When you think about it, it makes plenty of sense. Then again, it makes no sense at all. Every year plenty of riders get caught off guard with setup when the first gate of Lucas Oil Pro Motocross drops. They’ve been focusing on supercross for the last five or six months, which requires totally different settings than motocross, so of course things might get weird when they hit the high speeds and rough tracks of the outdoors. But what about the wealth of data acquired from previous seasons? Why can’t riders and teams just consult their notebooks and jump back to their best setting from last year? We asked around over the weekend and it turns out the answer isn’t as simple as you might think.
In supercross, a rider doesn’t want the bike moving around under him, and since those tracks are nowhere near as rough and choppy as motocross, technicians can build in stiff settings and give the bike such a solid feel. Suspension must also be able to handle the type of jumps and obstacles found in stadiums, so as a result setup ends up being quite stiff. Going fast in motocross requires suspension to be supple so it can soak up relentless chop and Volkswagen Bug-sized braking bumps, so it ends up being much softer. So it seems pretty simple to just take the stiff stuff off when supercross ends and bolt on softer settings once you head to the motocross track. The problem is, going directly from one to the other can be like walking out of the sunlight directly into a dark room.
“If you pull the settings a guy liked from motocross the previous year when he’s coming right out of supercross, they’re like, ‘Whoa, whoa, whoa, this is way too soft,’” Explains Autotrader/Monster Energy/Toyota/JGR Yamaha suspension tech Jonny Oler. “It’s so foreign for them, it feels crazy. So in a way you start doing circles with them, going back to a stiffer setting, then they start figuring it out. More guys start riding at the tracks doing the stopwatch wars, and as that intensifies guys pick up their speed and figure out they need to absorb the bumps a little better. So you start going softer and getting back to where they were last year. And it’s the same thing going back into supercross too. A guy will be like, ‘Oh, we’re way too stiff.’ So you work through the testing and practicing and getting ready for A1, and when you get down to A1 a rider will say, ‘Oh, we’re way too soft.’ It’s baby steps. You get the rider comfortable and start adjusting and evolving toward the type of racing he’s going to be doing. You start off in a place where you shouldn’t be, a place where you know you shouldn’t be, and you have to work the riders back to where they need to be. Hopefully you get there before the first round, but usually you get to the first round, and that’s the first real test.”
Even easing a rider back into settings he was happy with last year doesn’t guarantee he’ll be comfortable this year. Technology is constantly evolving in this sport, and even a small production change to a frame can render pages and pages of data completely useless.
“Chassis change, engines change, there are so many things that change,” Oler says. “Even getting different sponsors that make different chassis parts can change things. We might all of a sudden have to use different parts. The whole package changes because of that one part.
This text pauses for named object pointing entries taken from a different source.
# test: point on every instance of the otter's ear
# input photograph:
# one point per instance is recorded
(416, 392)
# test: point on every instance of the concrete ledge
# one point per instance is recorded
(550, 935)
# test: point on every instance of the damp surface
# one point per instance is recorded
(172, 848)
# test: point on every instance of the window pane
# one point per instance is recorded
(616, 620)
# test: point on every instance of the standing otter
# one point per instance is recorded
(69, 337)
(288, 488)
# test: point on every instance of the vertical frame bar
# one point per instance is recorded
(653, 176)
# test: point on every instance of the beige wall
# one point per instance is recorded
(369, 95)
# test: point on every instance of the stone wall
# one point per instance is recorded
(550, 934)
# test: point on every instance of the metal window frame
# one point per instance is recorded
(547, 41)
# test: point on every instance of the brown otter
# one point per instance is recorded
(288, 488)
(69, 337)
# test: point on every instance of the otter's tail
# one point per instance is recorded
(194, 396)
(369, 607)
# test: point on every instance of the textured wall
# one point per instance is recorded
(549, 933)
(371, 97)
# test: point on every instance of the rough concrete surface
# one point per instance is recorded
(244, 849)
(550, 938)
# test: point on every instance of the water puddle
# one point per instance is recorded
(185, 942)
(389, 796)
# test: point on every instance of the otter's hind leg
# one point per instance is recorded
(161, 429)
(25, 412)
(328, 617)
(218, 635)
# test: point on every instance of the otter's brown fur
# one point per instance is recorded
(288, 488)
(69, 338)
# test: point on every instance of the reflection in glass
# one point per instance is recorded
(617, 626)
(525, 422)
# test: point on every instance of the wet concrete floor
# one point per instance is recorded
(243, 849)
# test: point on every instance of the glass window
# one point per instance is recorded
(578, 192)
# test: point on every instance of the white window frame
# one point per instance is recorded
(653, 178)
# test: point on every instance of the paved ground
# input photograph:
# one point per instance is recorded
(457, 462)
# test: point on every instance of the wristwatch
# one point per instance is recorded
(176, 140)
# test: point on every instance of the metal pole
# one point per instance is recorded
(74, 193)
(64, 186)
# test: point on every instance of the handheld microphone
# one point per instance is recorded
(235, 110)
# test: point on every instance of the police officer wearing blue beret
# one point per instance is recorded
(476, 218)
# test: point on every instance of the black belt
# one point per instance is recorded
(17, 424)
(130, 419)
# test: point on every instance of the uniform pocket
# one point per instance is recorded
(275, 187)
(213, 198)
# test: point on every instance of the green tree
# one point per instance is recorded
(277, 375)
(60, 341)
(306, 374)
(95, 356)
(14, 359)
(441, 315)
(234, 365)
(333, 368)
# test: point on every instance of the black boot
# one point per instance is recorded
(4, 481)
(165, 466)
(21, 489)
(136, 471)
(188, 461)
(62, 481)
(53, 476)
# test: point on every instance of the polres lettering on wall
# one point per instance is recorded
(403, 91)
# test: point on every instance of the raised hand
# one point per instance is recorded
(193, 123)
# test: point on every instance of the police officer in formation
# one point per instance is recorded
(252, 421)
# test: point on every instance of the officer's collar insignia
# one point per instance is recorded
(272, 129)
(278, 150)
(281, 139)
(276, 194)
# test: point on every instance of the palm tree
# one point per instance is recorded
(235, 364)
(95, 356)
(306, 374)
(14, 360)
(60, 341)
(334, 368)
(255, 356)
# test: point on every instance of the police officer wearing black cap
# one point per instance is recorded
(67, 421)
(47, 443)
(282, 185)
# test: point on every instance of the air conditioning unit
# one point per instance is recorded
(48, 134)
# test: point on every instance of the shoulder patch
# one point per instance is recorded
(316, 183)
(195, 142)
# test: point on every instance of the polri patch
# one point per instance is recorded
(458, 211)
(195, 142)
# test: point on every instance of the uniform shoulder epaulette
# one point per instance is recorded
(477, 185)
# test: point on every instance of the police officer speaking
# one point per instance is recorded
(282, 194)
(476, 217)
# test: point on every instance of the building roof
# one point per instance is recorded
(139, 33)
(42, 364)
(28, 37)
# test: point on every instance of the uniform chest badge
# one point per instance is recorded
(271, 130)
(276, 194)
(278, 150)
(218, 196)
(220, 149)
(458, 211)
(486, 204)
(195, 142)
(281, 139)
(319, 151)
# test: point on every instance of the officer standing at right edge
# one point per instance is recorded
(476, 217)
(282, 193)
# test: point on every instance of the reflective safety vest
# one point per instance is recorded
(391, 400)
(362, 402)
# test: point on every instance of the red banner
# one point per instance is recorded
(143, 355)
It becomes a different puzzle, even if you start with the same settings. The jigsaw puzzle has to fit together, and even one piece can change the whole picture.”
On top of all that, tracks are never quite the same, something we’ve seen already this year. Hangtown, which is known for getting extraordinarily rough, was prepped differently in anticipation of rain and wasn’t its normal brutal self. Many of the riders felt Glen Helen was different than normal too.
“It wasn’t a normal Glen Helen,” affirms Justin Barcia. “I didn’t think it was as rough as it usually is. It was square-edged and hard, but it wasn’t as, you know, Glen Helen choppy rough.”
Cole Seely echoed his sentiments. “Both tracks were different. Hangtown is typically a really gnarly track. They didn’t rip it very deep because of the chance of rain, and that made it really choppy. Here [Glen Helen] it was kind of the same way. They didn’t really rip it as deep so it didn’t get that really deep rut flow. It was in some areas, but in a lot of other areas it was like a typical Thursday practice out here where it’s curves, square edges, and really gnarly uphill parts. I think both rounds at these first two have been different from how they typically are.”
We constantly hear riders talk about putting all the puzzle pieces together in order to be successful, but the piece that represents bike setup is a puzzle within itself that’s made up of continuously evolving variables. Sometimes teams nail it, like GEICO Honda did with Eli Tomac last year, or like RCH/Soaring Eagle/Jimmy John’s Suzuki and Ken Roczen right now, and sometimes they’re left searching all year. Only one thing is certain: no one goes into the first few races knowing exactly where they stand.